7. The method according to claim 1, characterized in that the compound b1 aii) is selected from the group comprising glycerol, monofunctional alcohols having 1-20 carbon atoms, ethylene glycol and its higher homologues and propylene glycol and its higher homologues, hydroxyalkylamines, such as mono- ethanolamine, diethanolamine, triethanolamine, and their reaction products with propylene oxide.

8. The method according to claim 1, characterized in that the compound b1 a) contains a mixture of at least one compound bl ai), which is solid at room temperature, and at least one compound bl aii), which is liquid at room temperature.

9. The method according to claim 1, characterized in that as the catalyst b1 c) an amine of bl ai) different amine is used.

10. The method according to claim 1, characterized in that the catalyst b1 c) is selected from the group comprising trialkylamines, aromatic amines, pyridine, imidazoles, guanidines, alkylated guanidines, amidines.

1 1. A method according to claim 1, characterized in that the catalyst b1 c) dimethylethanolamine.

12. The method according to claim 1, characterized in that the catalyst b1 c) imidazole.

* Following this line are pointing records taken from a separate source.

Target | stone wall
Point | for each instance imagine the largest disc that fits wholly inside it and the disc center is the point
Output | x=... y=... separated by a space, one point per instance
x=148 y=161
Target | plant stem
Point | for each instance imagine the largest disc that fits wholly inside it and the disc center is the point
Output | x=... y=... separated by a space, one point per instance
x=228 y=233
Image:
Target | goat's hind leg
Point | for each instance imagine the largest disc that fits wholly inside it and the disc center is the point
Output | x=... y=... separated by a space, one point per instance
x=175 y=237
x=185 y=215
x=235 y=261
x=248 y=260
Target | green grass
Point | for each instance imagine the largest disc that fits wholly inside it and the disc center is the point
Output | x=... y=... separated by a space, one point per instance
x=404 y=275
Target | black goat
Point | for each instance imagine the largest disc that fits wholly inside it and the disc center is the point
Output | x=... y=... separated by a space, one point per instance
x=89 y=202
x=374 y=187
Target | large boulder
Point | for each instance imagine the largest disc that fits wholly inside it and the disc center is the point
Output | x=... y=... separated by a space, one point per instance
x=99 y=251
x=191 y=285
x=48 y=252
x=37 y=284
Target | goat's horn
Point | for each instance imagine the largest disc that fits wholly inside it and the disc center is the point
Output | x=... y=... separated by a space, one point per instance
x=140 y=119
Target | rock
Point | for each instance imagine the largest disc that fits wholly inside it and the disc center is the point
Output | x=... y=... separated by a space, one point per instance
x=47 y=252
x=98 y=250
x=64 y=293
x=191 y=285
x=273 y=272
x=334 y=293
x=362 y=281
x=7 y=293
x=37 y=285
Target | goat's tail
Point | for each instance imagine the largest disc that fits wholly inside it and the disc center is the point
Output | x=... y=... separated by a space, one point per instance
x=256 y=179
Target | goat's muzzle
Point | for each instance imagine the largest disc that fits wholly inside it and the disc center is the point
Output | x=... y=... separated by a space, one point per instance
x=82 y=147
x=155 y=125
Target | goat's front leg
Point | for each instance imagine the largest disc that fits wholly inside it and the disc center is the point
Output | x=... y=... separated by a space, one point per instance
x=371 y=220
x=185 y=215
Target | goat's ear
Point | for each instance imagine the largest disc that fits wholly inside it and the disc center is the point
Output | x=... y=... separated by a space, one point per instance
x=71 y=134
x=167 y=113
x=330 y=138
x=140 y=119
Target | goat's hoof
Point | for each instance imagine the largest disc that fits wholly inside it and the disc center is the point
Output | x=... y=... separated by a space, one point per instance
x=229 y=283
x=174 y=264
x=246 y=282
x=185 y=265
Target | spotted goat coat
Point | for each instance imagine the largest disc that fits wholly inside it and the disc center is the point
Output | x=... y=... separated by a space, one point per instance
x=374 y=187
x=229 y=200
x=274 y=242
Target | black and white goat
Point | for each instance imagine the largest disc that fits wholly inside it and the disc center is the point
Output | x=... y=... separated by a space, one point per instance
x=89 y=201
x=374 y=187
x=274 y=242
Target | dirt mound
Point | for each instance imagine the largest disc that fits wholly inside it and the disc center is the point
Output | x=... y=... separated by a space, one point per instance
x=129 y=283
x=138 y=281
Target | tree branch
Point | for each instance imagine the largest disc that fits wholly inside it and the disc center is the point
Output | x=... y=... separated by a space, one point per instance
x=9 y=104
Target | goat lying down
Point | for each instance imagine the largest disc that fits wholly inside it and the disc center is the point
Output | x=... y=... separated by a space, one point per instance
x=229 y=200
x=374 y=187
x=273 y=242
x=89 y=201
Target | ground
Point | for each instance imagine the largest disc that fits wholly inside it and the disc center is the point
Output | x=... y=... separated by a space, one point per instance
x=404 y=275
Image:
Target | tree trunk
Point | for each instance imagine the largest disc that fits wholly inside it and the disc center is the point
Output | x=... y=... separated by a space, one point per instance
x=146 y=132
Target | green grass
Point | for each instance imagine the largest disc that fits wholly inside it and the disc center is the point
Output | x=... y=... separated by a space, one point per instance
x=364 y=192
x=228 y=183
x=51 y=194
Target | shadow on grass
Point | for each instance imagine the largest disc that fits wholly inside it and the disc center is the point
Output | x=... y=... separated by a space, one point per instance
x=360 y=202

13. The method according to claim 1, characterized in that the catalyst b1 c) for the preparation of component b1) in an amount of 0.01 - 5.0, preferably

0.05-3.0 and more preferably 0.1-1.0% by weight, based on the total batch.

14. The method according to claim 1, characterized in that hydrocarbons are used as blowing agent.

15. rigid polyurethane foams, producible according to one of claims 1 -14.